En lo concreto, no compramos palta, y los limones los reemplazamos por jugo envasado. Tampoco compro frutas fuera de la estación, porque son más caras y dejamos fuera de la lista todo aquello que no es básico, es decir, nada de cosas ricas o cosas extras. Ahora compro pan de molde, porque si compro marraqueta, se va todo en la once. Mi gente come hasta 8 rebanadas diarias, lo que equivale sólo a dos marraquetas, por lo tanto, da la sensación de comer más, pero la verdad es que no es así.
Antes comprábamos todo en el supermercado del barrio, ahora en cambio, las frutas y verduras trato de adquirirlas en la feria y voy al supermercado del plan de Valparaíso, porque es más barato.
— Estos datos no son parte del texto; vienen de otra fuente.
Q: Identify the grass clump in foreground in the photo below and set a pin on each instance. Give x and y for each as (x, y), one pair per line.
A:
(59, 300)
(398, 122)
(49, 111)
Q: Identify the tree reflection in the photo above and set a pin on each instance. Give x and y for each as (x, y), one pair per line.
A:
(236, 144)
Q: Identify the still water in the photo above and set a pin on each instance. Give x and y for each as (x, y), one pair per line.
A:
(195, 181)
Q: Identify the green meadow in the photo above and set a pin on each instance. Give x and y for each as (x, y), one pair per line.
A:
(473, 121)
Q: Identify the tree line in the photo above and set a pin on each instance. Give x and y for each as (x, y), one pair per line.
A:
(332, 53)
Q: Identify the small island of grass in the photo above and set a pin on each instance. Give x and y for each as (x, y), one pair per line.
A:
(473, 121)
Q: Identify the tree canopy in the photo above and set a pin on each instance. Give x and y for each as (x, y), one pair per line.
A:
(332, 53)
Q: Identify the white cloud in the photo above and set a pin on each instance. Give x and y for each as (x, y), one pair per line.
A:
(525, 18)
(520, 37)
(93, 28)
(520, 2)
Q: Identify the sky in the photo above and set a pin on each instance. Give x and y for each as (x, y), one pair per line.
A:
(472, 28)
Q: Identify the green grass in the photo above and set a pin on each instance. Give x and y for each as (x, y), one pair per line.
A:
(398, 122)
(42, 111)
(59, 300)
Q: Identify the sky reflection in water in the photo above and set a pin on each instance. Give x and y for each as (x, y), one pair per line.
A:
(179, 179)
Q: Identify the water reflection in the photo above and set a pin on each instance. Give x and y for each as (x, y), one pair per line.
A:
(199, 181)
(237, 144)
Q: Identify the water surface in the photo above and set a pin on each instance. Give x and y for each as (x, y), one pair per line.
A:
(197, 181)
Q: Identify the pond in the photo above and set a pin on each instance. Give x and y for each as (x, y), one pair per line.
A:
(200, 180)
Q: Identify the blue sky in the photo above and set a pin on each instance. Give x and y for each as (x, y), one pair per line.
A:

Incluso me cambié hasta de supermercado. Es más, antes comprábamos cosas para guardar en la despensa, ahora compramos sólo lo justo. Pero eso no es todo, también cambiamos el gas y los artefactos eléctricos por la leña. Eso sí, la inversión inicial de la combustión lenta fue muy alta, pero se compensó con el beneficio que proporciona. Y bueno, yo todavía estoy yendo al trabajo en auto, pero si sigue subiendo la bencina, tendré que recurrir a la locomoción colectiva, no hay otra”.
Familia: Hermanas Pavez Loza,
Integrantes: 2
Presupuesto familiar: inferior a $500.000
Mascotas: no
“Ahora entendemos a mis papás”
“Todo está súper caro, y como los sueldos no suben, uno se las tiene que arreglar. Para nosotras ha sido difícil, porque hace poco que vivimos solas y ganamos un sueldo, y nunca antes habíamos tenido que enfrentarnos a esto de planificar los gastos, buscar ofertas, ordenar las platas y ver cómo podemos estirar la billetera para que alcance. Ahora entendemos a mis papás cuando decían que las cosas estaban caras y que había que ahorrar. Siempre andamos en plan de apagar las luces, hacer las duchas más cortas, usar ampolletas de ahorro energético, no comer pan porque está caro, y en fin, ahorrar todo lo que se pueda. Antes comprábamos en el negocio de al lado la fruta y verdura, ahora vamos a la feria y a regatear precios. De verdad que a veces no alcanza.
El plan de ahorro también va en nuestro edificio. El otro mes nos subió el gasto común por la luz. Se disparó la cuenta, porque hay gente que no apaga las luces de los pasillos cuando éstas no se usan. Nosotras y las vecinas del piso de abajo, andamos en plan de apagar las luces siempre y de hecho, estamos pensando en colocar unos carteles para que otros vecinos tomen conciencia. De verdad que si uno no se pone las pilas, las cuentas se lo comen vivo y los sueldos no suben, así que no queda otra.
Notamos la carestía en cosas básicas también, por ejemplo, antes podíamos comprar el champú que nos gustaba, ahora no, porque si compramos eso no nos alcanza para la leche descremada. Nosotras tenemos un presupuesto de 40 mil pesos para el supermercado y ahora con eso compramos mucho menos. Queso, descartado, porque está muy caro. El pan igual. Preferimos comprar galletas integrales, porque vienen en pack. Ya no más bebidas y hasta el confort estamos comprando el más barato. Es que las cuentas de luz, gas y agua se nos llevan toda la plata. Cuando recién nos vinimos a vivir sola, pagábamos 4 mil pesos de luz y ahora estamos pagando 6 mil 500. De agua pagábamos 4 mil 500 y ahora 7 mil, pero el gas es terrible. De 5 mil pasamos a 14.500 pesos!! Es terrible y eso que somos sólo dos personas”.